Когда Рене бросился вперед и самозабвенно обнял свою дочь, она сполна ощутила его страдания и его счастье, и к ней пришли спасительные слезы.

— Все забудется! Мы уедем домой и заживем, как прежде! — повторял он, а ей вдруг стало неловко от того, что она предстала перед таким количеством мужчин в юбке из тапы и выцветшей шали, кое-как прикрывающей грудь. Выгоревшие до белизны распущенные волосы падали на обнаженные плечи, лицо, голые руки и босые ноги покрывал ровный тропический загар.

Вспомнив о том, как впервые очутившись на Тахуата она стыдилась снять корсет, девушка поняла, как сильно она отличается от прежней Эмили и в сколь глубокий сон была погружена все это время.

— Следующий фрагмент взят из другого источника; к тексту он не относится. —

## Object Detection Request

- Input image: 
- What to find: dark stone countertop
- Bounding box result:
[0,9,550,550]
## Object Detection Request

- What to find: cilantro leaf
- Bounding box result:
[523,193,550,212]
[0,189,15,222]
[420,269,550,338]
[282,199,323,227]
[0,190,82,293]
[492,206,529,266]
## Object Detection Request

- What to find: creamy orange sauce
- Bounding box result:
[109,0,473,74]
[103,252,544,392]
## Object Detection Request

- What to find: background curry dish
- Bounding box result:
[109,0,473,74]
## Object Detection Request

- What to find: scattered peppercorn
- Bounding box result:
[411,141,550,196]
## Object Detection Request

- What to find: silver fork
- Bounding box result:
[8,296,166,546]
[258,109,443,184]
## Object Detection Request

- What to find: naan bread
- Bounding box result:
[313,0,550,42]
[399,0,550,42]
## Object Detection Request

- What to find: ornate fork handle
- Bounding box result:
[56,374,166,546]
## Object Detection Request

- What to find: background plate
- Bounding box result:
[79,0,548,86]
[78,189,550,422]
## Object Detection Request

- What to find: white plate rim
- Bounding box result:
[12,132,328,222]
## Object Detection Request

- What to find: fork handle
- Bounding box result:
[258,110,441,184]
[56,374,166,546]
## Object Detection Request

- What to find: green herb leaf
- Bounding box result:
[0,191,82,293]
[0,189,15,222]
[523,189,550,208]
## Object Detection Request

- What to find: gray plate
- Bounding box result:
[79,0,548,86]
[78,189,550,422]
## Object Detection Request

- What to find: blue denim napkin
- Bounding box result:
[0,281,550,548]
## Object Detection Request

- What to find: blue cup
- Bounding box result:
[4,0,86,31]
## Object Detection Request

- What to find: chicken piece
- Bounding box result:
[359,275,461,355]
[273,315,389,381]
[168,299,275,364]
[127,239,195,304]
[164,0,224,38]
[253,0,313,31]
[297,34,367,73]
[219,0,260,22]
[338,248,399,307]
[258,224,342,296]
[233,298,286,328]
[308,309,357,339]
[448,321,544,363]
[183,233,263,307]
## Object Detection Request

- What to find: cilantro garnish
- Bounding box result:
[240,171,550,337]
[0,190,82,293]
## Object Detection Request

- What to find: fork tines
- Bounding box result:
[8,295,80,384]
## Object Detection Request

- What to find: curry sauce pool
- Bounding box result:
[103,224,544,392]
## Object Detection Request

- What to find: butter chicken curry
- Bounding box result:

Увидев, что Моана смотрит на нее с ожиданием, Эмили сделала над собой усилие и обратилась к ней:

— Я еще раз прошу у тебя прощения. Теперь я понимаю, каково тебе было. Хотя, возможно, легче, чем мне, ведь тебя защищала твоя ненависть.

— Будет лучше, если ты тоже возненавидишь Атеа, — сказала туземка.

— Я не знаю, смогу ли, — призналась француженка. — Насколько я понимаю, он не мог поступить иначе.

Моана сверкнула глазами.

— Ему ничто не поможет. Его власти на острове пришел конец.

Хотя в ее голосе звучала гордая уверенность, в нем не было ни прежней вражды к белой девушке, отобравшей у нее жениха, ни ожидаемого злорадства. По-видимому, Моане удалось справиться со своим несчастьем или найти утешение в чем-то другом.

— Не стреляйте, — попросила Эмили капитана, глядя на черные жерла пушек, нацеленные на крепость, — там много женщин, детей и стариков.

— Я сдержу свое слово и ступлю на путь переговоров, — важно произнес Тайль. — Я всегда осуждал тех, кто стремился править туземцами с помощью кнута и виселицы. Я с самого начала хотел решить это дело мирным путем, но Атеа захотелось испытать меня на прочность, и в результате пролилась кровь.

— Все могло закончиться гораздо хуже, — сказал Рене Эмили, когда они шли к берегу. — Скажи спасибо, что островитяне не принесли тебя в жертву богу войны, чтобы он смилостивился к ним.

— Атеа никогда бы не смог так поступить!

Рене смотрел на дочь с жалостью и сочувствием.